Many are aware of lovely Bible stories from Sunday and Sabbath schools. Too often, many have also missed the dimension of these stories concerning the necessity for a social order in which the forces of disease, poverty, and oppression are overturned. The stories are not just about people getting better physically. Just look at Jesus’ approach to Samaritans, lepers, tax collectors, the paralysed, the dead, the ‘unclean’, and women.

Addressing taboos, stigma, prejudice, and discrimination were all at the heart of Jesus’ ministry and mission. It is painful to see how many today are agents of taboos, stigma, prejudice, and discrimination in their form of Christianity, and biblical inspiration. Jesus’ healing of the crippled woman on the Sabbath in Luke 13 flies in the face of our patriarchal affirmation of “sons of Abraham”. He refers to the woman in these terms: “Then should not this woman, a daughter of Abraham, whom Satan has kept bound for eighteen long years, be set free on the Sabbath day from what bound her?” He was responding to a law-centred preoccupation above the celebration of freedom from disease that was ignored in the strength of taboos, stigma, prejudice, and discrimination.

Just imagine the shock to hear Jesus affirming the leper (an outsider) who returned to give thanks.

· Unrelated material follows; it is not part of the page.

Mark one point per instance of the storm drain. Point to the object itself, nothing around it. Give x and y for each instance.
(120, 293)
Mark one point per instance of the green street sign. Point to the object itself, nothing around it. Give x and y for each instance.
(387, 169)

Just imagine the shock to hear Jesus affirming a Samaritan (the outsider) who helped the man who was attacked by robbers, and ignored by the religious elite. There are religious leaders and churches in the world which choose to be silent or vociferous based on the political status quo. When we do this, Jesus calls us “hypocrites.”

Now place the above in the context of the Israeli-Palestinian conflict. As you do so, note that there are Israelis and Palestinians who want peace. However, the Western media feeds us the diet that it wants us to regurgitate. How would you feel if your peaceful neigbourhood and home were violated, and your loved ones murdered? How would you feel if the rest of us law-abiding citizens were punished for the ills of merciless gangsters and scammers? How would you feel as an Israeli or Palestinian who just wants peace and prosperity for everyone?

With Jesus, a just social order is always a better option. Understandably, angry Israelis and Palestinians must find a way to realise this just social order for all concerned. The powerful on the international landscape must of necessity call for and facilitate blind justice for a better world.

The Salvadoran Archbishop Oscar Romero, who was assassinated in 1980, spoke for justice and truth. His witness lives on in his ever-so-relevant question. “A church that does not provoke any crisis, preach a gospel that does not unsettle, proclaim a word of God that does not get under anyone’s skin, or a word of God that does not touch the real sin of the society in which it is being proclaimed: what kind of gospel is that?”